What makes a good Wales Musical?

June 30, 2016 by

10 Minute Musicals / Open Space, in the first week of July and is run by Leeway Productions, a new company set up by director at The Other Room, Cardiff, will be the sharing of work and discussions about the art form. It will provide a supportive “safe space” for artists to explore and development their own practice. 

What a question? I don’t know. Who does? I guess this is what we are aiming to unravel during our week of exploration. There are some fundamentals of course. Songs that drive narrative. Songs that are born from action and wants. Songs that reveal really really really boring expositional stuff in a fun and undeniably cleverly and hidden way. Songs you can hum when leaving the auditorium.  Music that propels us forward and is anchored by the needs of the characters. Theme, Plot. Story structure. Characters.
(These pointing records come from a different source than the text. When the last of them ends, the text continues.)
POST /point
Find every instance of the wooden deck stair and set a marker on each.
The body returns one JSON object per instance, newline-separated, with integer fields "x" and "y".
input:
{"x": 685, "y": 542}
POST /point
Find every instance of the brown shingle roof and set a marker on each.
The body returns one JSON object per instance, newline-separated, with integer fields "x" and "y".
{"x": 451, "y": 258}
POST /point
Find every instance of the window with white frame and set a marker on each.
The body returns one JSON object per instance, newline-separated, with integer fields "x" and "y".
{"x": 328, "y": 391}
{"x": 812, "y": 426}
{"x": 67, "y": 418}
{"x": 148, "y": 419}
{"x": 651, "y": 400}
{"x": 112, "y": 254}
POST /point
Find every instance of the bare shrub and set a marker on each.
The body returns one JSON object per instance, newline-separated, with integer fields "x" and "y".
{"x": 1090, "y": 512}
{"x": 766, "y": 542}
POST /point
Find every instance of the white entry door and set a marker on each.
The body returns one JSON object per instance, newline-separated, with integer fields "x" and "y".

Setting. Tone. A musical motif that weaves its way through the action subliminally. So many rules to learn, so that we can then basically smash them out of the park.

I honestly don’t feel I can answer the question. What I do know is that the outcome of a musical depends on the team that is fuelling it. Only as a collective can we honestly answer this question. Assembling the right team to help a writer discover their ideas true meaning cannot be underestimated. Isn’t a fulfilling life about relationships? There is an ongoing Harvard study on it. Life is that simple. Any true engagement begins and ends with a sincere relationship, between the artists, between the artists and production team, between artists and critics, between artists and audiences, between the performers and their given circumstances.

So many musicals these days entice the audience back again and again. Usually because they have had a meaningful and emotional experience, which is more often than not directly linked to the protagonist (the main character). This is great and valid. Personally, I am up for feeling uncomfortable, awkward and highly embarrassed when watching a production. I want my boundaries tested, my moral judgments provoked and a reason to question all that I think I believe or all I think that I want to believe. That, for me at least, will be the hall-mark of a good Welsh Musical.

Judging quality is nigh on impossible. When we are familiar with something, we find it beautiful or good. When we do not the judgments set in. So what I will be looking at more so than quality, or making something ‘good’, is ascertaining the musicals role and that begins with the artists in the room, the team we have assembled.

Imagine a musical without any set at all. No lights. No costumes. Just you, the audience, them, the performers and musicians, and it, the story and music. Nothing to get in the way of your emotional connection to the performers on stage and to draw you into the sounds of that World in which they exist. Perfect formula for a good Wales musical.